Os recentes escândalos nacionais envolvendo a Prevent Sênior levantaram questões na mente as pessoas relacionadas aos planos de saúde. Os usuários ficaram mais atentos aos seus direitos e, principalmente, quais são as obrigações e limites impostos às instituições de saúde privadas.
As primeiras operadoras de planos de saúde surgiram em 1960. Como não havia regulamentação para o segmento, aconteciam muitos conflitos entre os beneficiários e prestadores de serviços. Por conta disso, a Agência Nacional de Saúde Suplementar (ANS) foi criada, junto com a lei de plano de saúde.
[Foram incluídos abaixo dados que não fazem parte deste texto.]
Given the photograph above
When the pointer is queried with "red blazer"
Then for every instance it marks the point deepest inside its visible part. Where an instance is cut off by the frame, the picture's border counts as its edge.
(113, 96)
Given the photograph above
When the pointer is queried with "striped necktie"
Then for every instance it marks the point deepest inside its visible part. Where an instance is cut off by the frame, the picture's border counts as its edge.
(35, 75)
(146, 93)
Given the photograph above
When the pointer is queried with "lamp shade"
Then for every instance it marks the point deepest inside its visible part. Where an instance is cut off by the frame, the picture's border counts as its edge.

Por isso, ao escolher um plano de saúde, é importante verificar se a empresa (operadora) está registrada na Agência Nacional de Saúde Suplementar (ANS), que regula o setor. Sua missão é regular as operadoras quanto à relação com os prestadores e consumidores para contribuir com o desenvolvimento desse setor de forma justa e transparente.
Qual é a lei que regulamenta os planos de saúde?
É a Lei n. 9.656, de 1998. Antes dela, cada empresa criava seus próprios contratos e definia os direitos e deveres de cada parte. Com a regulamentação, as diretrizes do mercado de saúde suplementar foram uniformizadas, o que melhorou as relações entre convênios, beneficiários e prestadores de serviços.
Quais são as obrigações das operadoras de saúde?
Quando contrata um plano, a pessoa escolhe se a cobertura será só para consultas e exames, só para internações, ou para as duas opções. O plano de saúde deve garantir:
- Procedimentos sem limite de utilização;
- Todos os procedimentos são ilimitados, inclusive consultas, dias de internação em CTI, exames, sessões de fisioterapia e outros.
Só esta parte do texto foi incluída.